As the children get slightly older, they go on the multi-day field trips that are one of the defining elements of an EB education. Not only do they explore the world around them, but they also learn about their own ability to be independent.
- Marin Headlands: In October, our third grade classes head to Marin Headlands for a few days of environmental education.
- Coloma: Our fourth graders spend three days at the site where gold was first discovered in California, learning about the Gold Rush, native peoples, and the ecosystem of the Sierra foothills.
- France: Our fifth grade classes spend two weeks staying with families in France. They visit museums, cathedrals, parks, and monuments.
- Catalina Island: A full week of outdoor education for our sixth graders includes hiking, sea kayaking, snorkeling, and studying the natural resources of Catalina Island. Learn more about the program here.
- Washington, D.C.: Seventh graders spend a week visiting the capitol’s monuments for hands-on civics education.

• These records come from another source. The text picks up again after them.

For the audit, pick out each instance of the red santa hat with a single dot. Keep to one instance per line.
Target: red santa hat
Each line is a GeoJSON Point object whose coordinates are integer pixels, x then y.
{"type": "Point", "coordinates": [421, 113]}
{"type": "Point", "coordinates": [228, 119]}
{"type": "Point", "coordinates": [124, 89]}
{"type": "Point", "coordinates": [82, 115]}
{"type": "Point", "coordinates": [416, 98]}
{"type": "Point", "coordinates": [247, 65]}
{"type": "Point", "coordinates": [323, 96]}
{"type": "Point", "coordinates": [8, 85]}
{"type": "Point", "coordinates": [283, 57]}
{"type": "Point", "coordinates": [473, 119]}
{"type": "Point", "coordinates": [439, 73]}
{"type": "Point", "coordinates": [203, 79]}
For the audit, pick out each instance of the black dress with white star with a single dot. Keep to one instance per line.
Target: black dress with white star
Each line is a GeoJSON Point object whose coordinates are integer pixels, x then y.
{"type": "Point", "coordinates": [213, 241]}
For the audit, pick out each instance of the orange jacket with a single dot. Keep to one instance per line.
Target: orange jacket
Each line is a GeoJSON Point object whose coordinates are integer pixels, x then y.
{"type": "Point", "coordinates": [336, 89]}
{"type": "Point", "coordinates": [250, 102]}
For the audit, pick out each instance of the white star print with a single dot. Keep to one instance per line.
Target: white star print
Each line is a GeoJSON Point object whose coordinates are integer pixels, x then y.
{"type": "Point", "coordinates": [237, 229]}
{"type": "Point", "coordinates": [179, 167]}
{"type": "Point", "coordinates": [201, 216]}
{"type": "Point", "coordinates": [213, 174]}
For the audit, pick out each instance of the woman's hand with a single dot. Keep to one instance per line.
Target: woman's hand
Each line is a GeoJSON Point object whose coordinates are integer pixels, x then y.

- France: Our eighth grade classes spend two weeks in France for in-depth linguistic and cultural experiences.
At EB, we place great importance in teaching citizenship. Participating in the community around them is an important way in which students can prepare for an active, responsible role in the wider world. Students begin by helping their peers, and gradually expand the scope of their service to include the community around them.
Our community service program starts in fourth grade and continues at the Middle School level; here are just a few examples:
- Fifth graders are trained to serve as conflict managers, who mediate playground disagreements.
- Beginning in fourth grade, students can serve on the student council.
- Once a year, our sixth graders work with Save the Bay, a group which works on environmental protection and wetlands restoration around the Bay Area. They help with shoreline cleanups, remove nonnative plant species, and learn about the Bay’s delicate ecosystem and ways to protect it.
- 8th grade students volunteer at the GLIDE program in San Francisco each year, preparing and serving food.
- We also help support the Alameda County Food Bank through periodic food drives at school and weekly trips in the fall by the Middle School to help sort and distribute food.
- Middle School clubs such as SRAC (Social Responsibility Action Corps) and RAIS (Rights Against Injustice and Stereotypes) support causes that promote social justice such as the Trevor Project, an American non-profit organization founded in 1998 focused on suicide prevention efforts among lesbian, gay, bisexual, transgender, and questioning (LGBTQ) youth.